This week we’re looking at the studio space of photographer Wolfgang Tillmans. Tillmans was born in Germany and currently lives and works in London. He was awarded the Turner Prize in 2000.
His studio, pictured here, looks quite expansive. It looks as though Tillmans is busy organizing some works on the floor. I like the little detail of the coffee cup and the pen near the artist’s feet – definitely a sign of some creation happening! At the far end of the room are some tables, strewn with photographs and paper, but aside from this the space is quite sparse. The far wall is lined with windows that seem to do a good job of letting in natural light, though the studio is also equipped with bright fluorescents. Those big windows remind me of the painting studio of a couple of our own artists!

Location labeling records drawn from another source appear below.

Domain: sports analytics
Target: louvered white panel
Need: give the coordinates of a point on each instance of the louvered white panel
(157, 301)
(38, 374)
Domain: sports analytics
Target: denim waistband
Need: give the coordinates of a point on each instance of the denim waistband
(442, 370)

I also like how Tilmans has pinned photographs up all over the walls with no apparent rhyme or reason – at all different heights, a few on the walls, a few circling around a support pillar - perhaps he’s trying to decide the best placement for photos in an upcoming exhibition. I think this studio would be great for working on multiple projects at once – the sheer amount of space would allow the artist to step faraway from a work and not have to look at it for a while.
Like some of our website abstract photographers, Tillmans is known for both abstract and representational photographs. Even his representational works often seem to have an element of abstraction in them, deconstructing the subject matter into its formal aspects. He often tapes and pins photographs directly to the wall, revealing a sense that the subject of the photograph is more important than the photograph as a physical object.